Para pemangku kepentingan perlu segera meminimalisasi penyalahgunaan sumber daya publik. Profesionalisme aparatur sipil tetap harus dijaga. Jangan sampai karena nafsu koruptif membenarkan niat politisi untuk mengabaikan sistem merit sebagaimana terkesan dari gagasan pembubaran KASN. Praktik suap dan pembayaran ekstra harus benar-benar dihilangkan pada layanan-layanan publik.

Para pemangku kepentingan harus bergandengan tangan. Potensi korupsi politik baik di eksekutif, yudikatif hingga legislatif sehingga memperngaruhi kebijakan publik juga harus segera diberantas. Penanganan kasus korupsi harus juga dilakukan hingga ke akarnya hingga tuntas. Di lingkungan yudikatif, komitmen pada pemberantasan korupsi juga harus tertanam kuat, jangan berlindung di balik independensi untuk memberikan korting hukuman bagi pelaku korupsi. Bila perlu, pemberian hukuman dibarengi dengan pemiskinan terhadap para pelaku korupsi. Penegakan hukum dan HAM perlu terus diprioritaskan dan menjadi pegangan.

Tahun 2020 merupakan tahun awal pelaksanaan UU No. 19 Tahun 2019 tentang Perubahan Atas UU No. 30 Tahun 2002 tentang KPK. Sejak awal beragam kelompok masyarakat sudah menyuarakan kekhawatiran bahwa revisi akan melemahkan pemberantasan korupsi. Toh, para pembentuk undang-undang tetap bergeming. Pelaksanaan awal UU yang baru direvisi itu menjadi bukti bahwa penanganan korupsi maupun pencegahan sesuai bunyi UU belum berjalan maksimal. Pemerintah harus segera mencari jalan keluar dari polemik ini.

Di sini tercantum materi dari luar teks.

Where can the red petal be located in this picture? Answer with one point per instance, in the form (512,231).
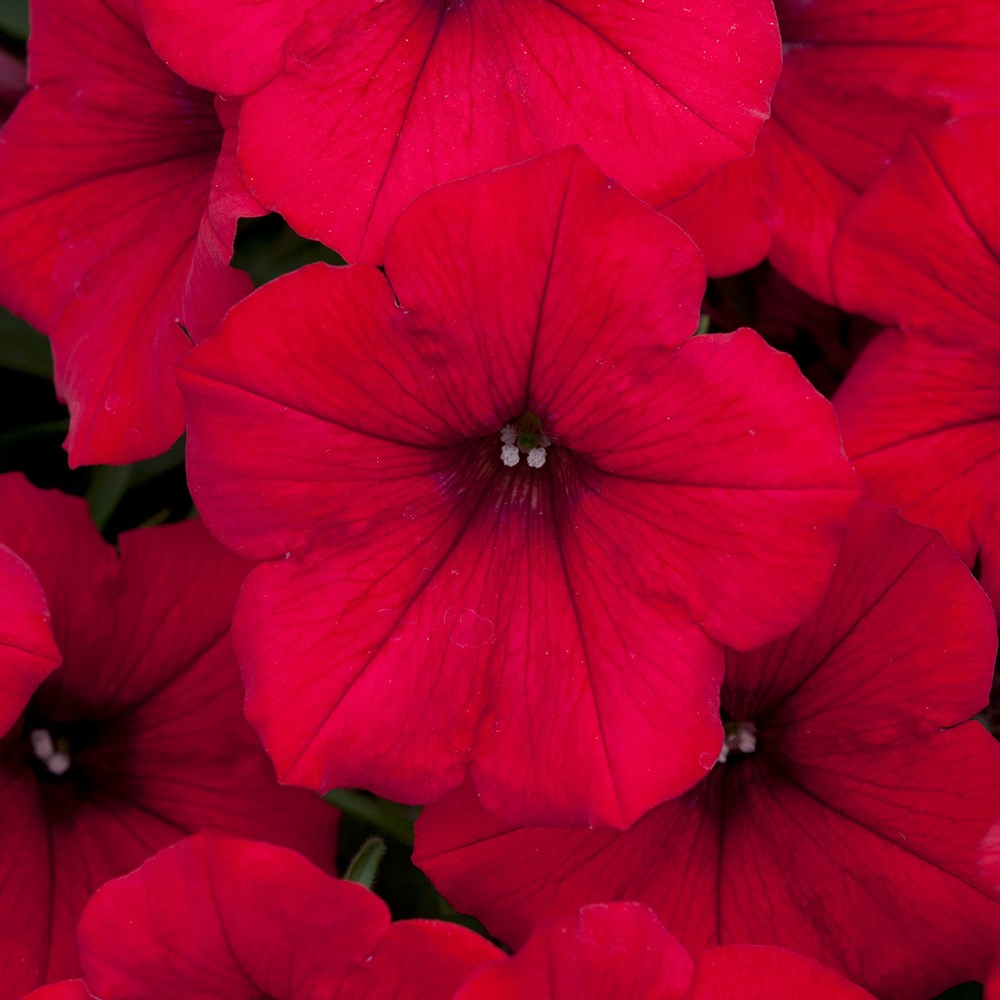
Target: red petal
(729,216)
(389,101)
(412,553)
(856,77)
(152,689)
(613,952)
(857,803)
(218,918)
(919,418)
(922,249)
(28,652)
(107,149)
(754,972)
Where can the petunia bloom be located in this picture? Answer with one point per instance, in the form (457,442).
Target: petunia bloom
(844,816)
(137,739)
(857,75)
(28,652)
(621,951)
(921,406)
(212,918)
(119,195)
(355,108)
(507,502)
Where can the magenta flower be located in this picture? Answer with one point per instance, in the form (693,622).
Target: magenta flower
(137,739)
(621,951)
(217,919)
(119,195)
(844,817)
(355,108)
(857,75)
(28,652)
(921,407)
(507,503)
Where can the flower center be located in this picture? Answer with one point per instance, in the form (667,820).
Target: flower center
(524,437)
(54,754)
(741,738)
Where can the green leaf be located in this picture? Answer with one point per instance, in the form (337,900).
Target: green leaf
(363,868)
(14,18)
(387,817)
(23,349)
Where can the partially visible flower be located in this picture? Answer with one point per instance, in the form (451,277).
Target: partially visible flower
(68,989)
(212,918)
(856,77)
(507,502)
(355,108)
(921,407)
(119,195)
(137,739)
(844,816)
(28,652)
(621,951)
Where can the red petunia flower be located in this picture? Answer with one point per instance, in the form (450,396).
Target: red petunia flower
(137,739)
(119,196)
(69,989)
(28,652)
(621,951)
(845,813)
(356,108)
(857,76)
(217,919)
(507,501)
(921,407)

Jangan sampai skor IPK Indonesia terus terpuruk sehingga jeblok dalam lumpur yang sama.

Di sisi lain, perlu adanya politik kepentingan yang kuat dari eksekutif, yudikatif dan legislatif untuk membangun pemberantasan korupsi hingga pencegahannya menjadi lebih baik lagi. Bila perlu, ada ketegasan dari para pengambil kebijakan agar hal ini dapat berjalan lebih baik lagi. Kerja-kerja membangun skor IPK menjadi lebih baik bukan hanya kerja aparat penegak hukum saja, tapi seluruh pemerintahan hingga lembaga pengambil keputusan lainnya di Indonesia.

Tentu saja, politik dan demokrasi perlu menjadi perhatian. Jangan karena ingin menggenjot pertumbuhan ekonomi, kita lupa memperbaiki rumah politik dan demokrasi. Korupsi adalah kejahatan yang berhubungan dengan kekuasaan alias politik. Korupsi melibatkan pengurus partai politik, yang teranyar kasus bansos yang menjerat eks Mensos Juliari Batubara dan kasus suap izin ekspor benih lobster yang melilit eks Menteri Kelautan Perikanan Edhy Prabowo misalnya, sangat berbahaya bagi kehidupan bernegara. Transparansi partai politik, sistem kaderisasi, dan penguatan demokrasi di level kepengurusan parpol sangat penting dilakukan.